Protein Myth

January 3rd, 2022

Protein Myth

In our society we tend to look for a miracle or a quick fix. And for a longest time the cult of protein prevails when we talk about healthy life style. But let me tell you, high protein diet is not doing you any good. Yes, you might see quick results of losing weight within even a week or two but in the long run this type of diet can be harmful to your health.

It is important to note though that protein plays a tremendous role in our body functions. The only thing is that we do not need quantities that we are lead to believe we need. It is true with pretty much anything in our lives though– overdoing with even a very good stuff is harmful. For example, vitamin D is crucial for you but too much of it will cause thirst, diarrhea, nausea, weakness and headaches. We are aware of drugs, vitamins and minerals toxicity but we think that protein can be consumed in any doses without any side-effects. That’s just not true. 

Let start from the basics. Proteins are complex molecules comprised of combinations of 22 naturally occurring amino acids. Traditionally, amino acids (protein building blocks) were divided into non-essential (the ones that our body can produce) and essential (the ones that should be consumed). More recently, nutritionists are using the name conditionally essential for some amino-acids because they require additional elements like let’s say vitamins for the body to produce them. Hence, if a person is deficient in this element he or she might become deficient in the derived amino acid.

There are few functions of protein in our bodies:

1)     Amino acids are necessary to support the body structure such as muscles, connective tissue, hear, and fingernails.

2)     The main function of protein is to satisfy the energy requirement.

3)     It was discovered that protein forms the structure of smaller components, for instance hormones and enzymes. Research also discovered the individual amino acids can carry messages from nerve to nerve. When amino acid plays this role it is called a neurotransmitter. So in addition to providing structure amino acids establish communication between body cells and organs.

4)     Protein helps maintain sodium and potassium balance and act as buffers to normalize acid-alkaline balance. This is a widely discussed topic nowadays. We will talk about keeping your acid-alkaline balance some other time. At this moment it is important to understand that our body needs to keep at a slightly alkaline level of 7.4 at all times. Some foods including animal protein put our bodies into a more acidic state that the cells have to work hard to neutralize.
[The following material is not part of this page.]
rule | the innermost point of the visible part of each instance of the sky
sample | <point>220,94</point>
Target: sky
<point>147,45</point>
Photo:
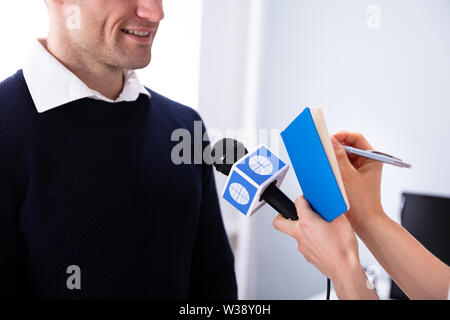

Now, how much protein we need? The recommended dietary allowance of protein according to US government standards is 0.8 gram per kilogram of ideal body weight for people over 19 years old. It is important to note that the ideal body weight for male is considered 70 kg, with the need to consume 56 grams of protein and 50 kg for female, with 40 grams per day protein requirement. Pregnant women and children have different protein needs. The government of Canada does not post a daily % of protein requirement staying that there is no protein deficiency health concerns in Canada. WHO puts protein needs at 0.45 grams of protein per kilogram of ideal body weight. Almost twice as less as US Government.

Having this baseline, we can now analyze where we can get our protein from and how much we need. Let’s look at the protein content in plant and animal sources:

Plant-based protein

3 oz hummus – 7.4 grams

3 oz spinach – 2.8 grams

1 cup of black beans – 14.5 grams

1 cup of brown rice – 5 grams

1 cup of peas – 7.5 grams

½ cup of pumpkin seeds – 6 grams

Animal sources of protein

8 oz steak - 57 g

2 eggs - 12 g

Chicken breast - 31 g

The quantity of protein is mainly based on the assumption that this amount of protein will get us to the consumption of all the individual amino acids. But whether we will get there depends on the quality of protein.

Plant protein comes with a long list of vitamins, minerals, phytonutrients, enzymes and a bunch of other chemicals that have not even been even fully studied. Plus we don’t need to sacrifice our acid-alkaline balance. We are also getting tons of fiber to feed our friendly bacteria in our guts that are helping us to extract and digest the nutrients and ensure our immune system is strong. It is true some vegetables do not have all amino acids we need. This is where variety comes in. You need to eat as many different plants you can find: greens, vegetables, nuts, beans, legumes and mushrooms. Eating the same salad of lettuce and tomatoes won’t do it.

According to statistics, many people consume between 100-200 grams of protein per day. This is at least twice as much as we need. In addition, the animal products (especially conventionally raised) come with an increased inflammation, a heavy burden on your digestive system, and a high fat content. I am not even talking about processed meats like wieners and salamis that contain so many chemicals. Do you know that WHO clarifies processed meat as Group 1 – carcinogenic to humans (in the same group as tobacco and asbestos) and red meat as Group 2A – probably carcinogenic to humans? Do you want to take chances with your health and longevity? Isn’t it better to stick with something that has been proven to bring balance, energy and well-being in your life?

And let’s not forget the production of animal protein is one of the major contributors of planet rising temperatures.

I am not saying let’s give up meat all together. The intention here is to bring awareness and reconsider the focus on protein that has been dominating our diets recently.


Instead of the obsession of where to get protein from bring your attention to the amount of fiber you eat, enjoy the colors on your plate and feel energized after each meal.